Minimum standards for the control of hazardous waste include, but are not limited to:

  • Legislative compliance
  • Limiting access
  • Controlling distribution
  • Appropriate labelling
  • Secure storage
  • Procedures for spills incidents
  • Prescribe waste treatments
  • Controlled disposal
  • Records management
  • Physical containment in appropriate containers and facilities

Responsibility

All chemical and clinical waste must be disposed of in accordance with the government regulations, USC Operational Waste Management Plan and local organisational unit plans or work instructions. In all cases, academic and service units are responsible for the safety of the waste they generate.
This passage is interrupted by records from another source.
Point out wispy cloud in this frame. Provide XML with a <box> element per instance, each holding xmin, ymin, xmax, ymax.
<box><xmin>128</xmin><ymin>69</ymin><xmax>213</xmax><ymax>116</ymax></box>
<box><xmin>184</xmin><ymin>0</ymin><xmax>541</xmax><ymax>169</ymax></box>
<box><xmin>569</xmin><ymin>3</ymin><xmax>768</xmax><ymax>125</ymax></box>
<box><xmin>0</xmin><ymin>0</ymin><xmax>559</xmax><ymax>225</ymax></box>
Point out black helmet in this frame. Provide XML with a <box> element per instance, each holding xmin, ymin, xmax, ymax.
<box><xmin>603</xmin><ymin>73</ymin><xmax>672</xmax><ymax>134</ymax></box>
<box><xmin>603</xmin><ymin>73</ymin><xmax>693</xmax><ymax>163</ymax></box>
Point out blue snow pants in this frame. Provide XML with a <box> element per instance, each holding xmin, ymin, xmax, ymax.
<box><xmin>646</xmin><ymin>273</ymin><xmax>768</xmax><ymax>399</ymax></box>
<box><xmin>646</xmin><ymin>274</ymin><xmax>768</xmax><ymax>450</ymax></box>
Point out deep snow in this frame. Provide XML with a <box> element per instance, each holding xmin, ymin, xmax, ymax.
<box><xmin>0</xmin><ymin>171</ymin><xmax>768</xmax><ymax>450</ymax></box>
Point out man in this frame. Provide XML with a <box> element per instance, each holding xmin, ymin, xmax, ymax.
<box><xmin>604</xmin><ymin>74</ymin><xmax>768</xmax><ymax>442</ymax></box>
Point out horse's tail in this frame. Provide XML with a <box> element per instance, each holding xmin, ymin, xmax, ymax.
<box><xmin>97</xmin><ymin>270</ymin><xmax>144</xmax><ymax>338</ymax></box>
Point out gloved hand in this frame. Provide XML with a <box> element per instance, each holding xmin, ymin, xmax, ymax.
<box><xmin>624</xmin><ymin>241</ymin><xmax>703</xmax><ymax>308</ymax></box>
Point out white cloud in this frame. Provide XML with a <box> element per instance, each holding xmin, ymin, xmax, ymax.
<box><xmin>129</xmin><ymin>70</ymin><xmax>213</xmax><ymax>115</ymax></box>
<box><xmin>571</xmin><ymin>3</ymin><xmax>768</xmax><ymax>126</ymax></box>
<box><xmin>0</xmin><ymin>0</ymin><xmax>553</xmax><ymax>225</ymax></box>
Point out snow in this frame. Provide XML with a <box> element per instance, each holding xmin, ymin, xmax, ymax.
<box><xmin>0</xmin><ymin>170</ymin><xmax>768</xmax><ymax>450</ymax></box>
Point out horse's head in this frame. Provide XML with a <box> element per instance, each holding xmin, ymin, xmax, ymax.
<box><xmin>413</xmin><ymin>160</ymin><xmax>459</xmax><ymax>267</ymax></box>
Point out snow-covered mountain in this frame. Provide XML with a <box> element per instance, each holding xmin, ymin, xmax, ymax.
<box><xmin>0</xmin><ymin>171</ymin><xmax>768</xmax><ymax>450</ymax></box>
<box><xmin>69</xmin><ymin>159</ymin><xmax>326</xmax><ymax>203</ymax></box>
Operational plans must comply with the relevant Australian Standards such as:

  • Safety in Laboratories: Planning & Operational Aspects AS/NZ 2243.1 2005.
  • Safety in Laboratories: Microbiological Safety & Containment, AS/NZ 2243.3:2010.
  • Safety in Laboratories: Chemical aspects AS/NZ 2243.2:2006.
  • Safety in laboratories: Storage of Chemicals AS/NZ 2243.10:2004.
  • Medicines and Poisons Act 2019.
  • Gene Technology Act 2001.
  • Biosecurity Act 2014.
  • Radiation Safety Act 1999.

Waste disposal

Pharmaceutical Waste

• If Schedule 2-6 pharmaceutical waste is single bagged

• Bags are placed into clinical waste bins

• Bins are collected by an external Waste Contractor

• If Schedule 7-10 are managed as regulated pharmaceutical waste.

• Queensland Health is advised of the waste and it is returned to them for disposal

Non-Hazardous Waste

Non-hazardous chemicals and materials:

• Waste is placed into single bags

• Bags are either; placed into clinical waste bins or diluted to approved sewer limits

• Bins are collected by an external Waste Contractor

Regulated Waste

The only regulated waste produced at USC is pharmaceutical and is treated has per standard pharmaceutical procedures

Non-hazardous anatomical waste

• Containment in double bags

• Collection by external contractor for incineration

Clinical and Biological Waste

Most clinical and biological waste is:

• Containment in singled lined waste bags

• Higher risk material is contained in double lined waste bags

• Records are to be maintained for disposal

• If appropriate material undergoes heat sterilisation

• Secure closure techniques are employed

• Sharps – are disposed of in specific sharp containers which are then collected in the chemical waste bins by authorised staff members

• Clean glass, either intact or broken, is to be collected for recycling

• Contaminated glass requires decontamination prior to disposal. Small items of broken glass should be treated as sharps and disposed of in the sharps container, larger items can be disposed of in the same way as clean glass after decontamination has occurred

• Material that poses a biological hazard (contaminated with quarantine material, genetically modified organisms or pathogenic microorganisms) required decontamination prior to disposal

• Specialist clinical waste contractors are employed for collection, transportation, and incineration of waste in accordance with legislative requirements

Hazardous Waste

Hazardous chemicals and materials undergo regular monitoring for decomposition, expired and condition. Anything identified as unstable must be immediately disposed of:

• Contained in double lined clinical waste bags

• Collected and disposed by an external waste contractor

Hazardous anatomical waste

• Containment in double bags

• Sterilisation occurs on site

• Collection by external contractor for incineration

Spills

Low risk spills are small volume and non-hazardous in nature. Therefore, these are treated onsite by the appropriate trained personnel.


Medium to high-risk spills, USC notifies the Queensland Fire and Rescue Service, Hazmat team.

Records

As a hazardous waste producer, records are kept and maintained in accordance with legislation and with USC policy, guidelines and standard workplace procedures.